Most of the terminal commands in android are the limited version of standard Linux/Unix/POSIX terminal commands, provided by the toolbox program. Notably absent from toolbox is the cp (file copy) command, you must use cat file1 > file2 instead. If you spend a lot of time in the shell, you may want to install busybox, which provides a richer set of standard POSIX commands.
I'm really interested in finding out what is happening underneath the sheets on the Android platform.
The first step to this is getting access to the Android shell.
There are two options here, you can either start the emulator with a console option: $ emulator console, or connect to the console after book using: $ adb shell.
A convention that I use through this document is that thing to type into you host shell use the '$' prompt, and things to type into the Android console use '#'.
Apology: This information isn't particularly well structured, and has mostly been written as a log of my initial explorations. At some time in the future I might actually order this in a sane way.
Executables
So our toolbox of useful POSIX commands is a little more limited than usual, but the basics of ls, ps, cat, echo are there.
echo $PATH
/sbin:/vendor/bin:/system/sbin:/system/bin:/system/xbin
# echo $PATH, which shows we can expect useful programs in/sbin, /system/sbin and /system/bin/. So lets look a little closer.
# ls /sbin-rwxr-xr-x root root 226940 1970-01-01 00:00 recovery
-rwxr-xr-x root root 102864 1970-01-01 00:00 adbd
recovery seems to be some kind of recovery tool for when you are screwed things up a bit too much. Running recovery from the build directory seems to actual output text on the LCD screen, specifically: W: Can't open version file "/etc/build.prop": No such file or directory. There isn't a build.prop file in /etc, but there is one in /system, it would be interesting to see what happens when recovery does find a file.
Unfortunately, we don't actually have cp, but we can use adb, to do our dirty work: $ adb pull /system/build.prop .; adb push build.prop /etc. Running recovery now doesn't actually do anything very useful, so much for that. I presume that it is meant to be run by some process on the host, so we'll ignore this avenue of enquiry for now.

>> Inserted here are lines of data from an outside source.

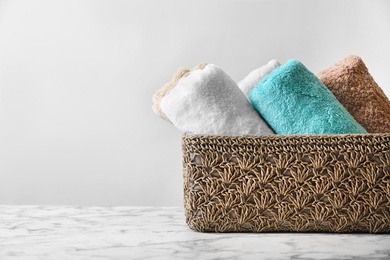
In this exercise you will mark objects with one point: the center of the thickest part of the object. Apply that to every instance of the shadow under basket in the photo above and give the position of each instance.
(296, 183)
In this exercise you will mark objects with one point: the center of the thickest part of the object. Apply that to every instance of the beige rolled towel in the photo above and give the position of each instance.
(352, 84)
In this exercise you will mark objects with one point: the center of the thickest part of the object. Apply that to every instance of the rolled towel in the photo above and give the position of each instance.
(254, 78)
(352, 84)
(207, 101)
(165, 90)
(294, 101)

adbd, seems pretty obvious, it looks like the daemon that adb talks to. If we run # ps, we can see that the adbd process is running.
It turns out there is no /system/sbin directory, so we are left looking at what is in /system/bin, which seems to be where the bulk of the files are, around 100 executables.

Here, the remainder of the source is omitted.